Blog / What did I Learn about CI/CD for Machine Learning
What did I Learn about CI/CD for Machine Learning

What did I Learn about CI/CD for Machine Learning

Ari Bajo

Most software development teams have adopted continuous integration and delivery (CI/CD) to iterate faster. However, a machine learning model depends not only on the code but also the data and hyperparameters. Releasing a new machine learning model in production is more complex than traditional software development.

Machine learning engineers are still discussing what CI/CD in machine learning actually means and which tools to use. Most machine learning teams use several tools to stitch together their own process to release a new model – updates are released monthly and less daily – which is not the optimal way.

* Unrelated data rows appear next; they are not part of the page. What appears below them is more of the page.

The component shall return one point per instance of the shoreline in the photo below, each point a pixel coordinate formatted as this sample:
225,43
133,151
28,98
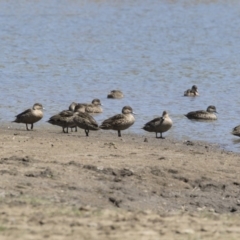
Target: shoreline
113,186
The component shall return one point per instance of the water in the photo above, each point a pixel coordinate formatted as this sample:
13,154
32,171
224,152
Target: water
56,52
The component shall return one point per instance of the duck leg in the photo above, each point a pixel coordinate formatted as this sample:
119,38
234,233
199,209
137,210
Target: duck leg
119,133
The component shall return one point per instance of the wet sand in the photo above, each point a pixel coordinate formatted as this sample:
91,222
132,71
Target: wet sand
68,186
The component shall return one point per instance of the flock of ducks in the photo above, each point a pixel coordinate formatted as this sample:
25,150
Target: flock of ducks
79,115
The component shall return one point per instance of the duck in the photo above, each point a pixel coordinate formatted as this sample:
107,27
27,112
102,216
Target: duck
236,131
202,114
30,116
191,92
72,106
119,122
64,118
85,121
117,94
159,124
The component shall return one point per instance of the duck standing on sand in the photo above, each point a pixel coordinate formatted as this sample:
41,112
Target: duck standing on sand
236,131
85,121
72,106
202,114
117,94
120,122
159,125
64,119
193,92
30,116
94,107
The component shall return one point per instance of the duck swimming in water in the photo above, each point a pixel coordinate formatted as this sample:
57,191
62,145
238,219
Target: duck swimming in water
120,122
202,114
30,116
117,94
159,125
193,92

In a previous article , I trained a machine learning model on 4M Reddit posts to classify a post into a subreddit. A month later, I noticed that topics on Reddit evolved, and I needed to collect new data to retrain the model. In this article, I go through the steps to release a new version, describe how to build a CI/CD pipeline for this kind of project, and why it’s essential to retrain models often in machine learning.

A Need for Continuous Integration Arises

To collect the 1k newest posts for the 5k most popular subreddits, I created two CLIs that use the Python Reddit API Wrapper. I store the data in an SQLite database.

Previously, I trained a text classifier with fastText and reported an f1-score of 0.4 and a recall@5 of 0.6 on the test split . That means that about two-thirds of the time, the first five predictions include the subreddit chosen by the human on the test dataset.


End-to-end ML pipeline generated from dependencies between data artifacts, executions and API endpoints.

There are several reasons why the performance on the test split may not represent the performance for new data. For example, it’s expected that the topics that users post on certain subreddits will change with time. In machine learning, that is known as concept drift, and to avoid concept drift, one needs to regularly retrain and release a new version of the model.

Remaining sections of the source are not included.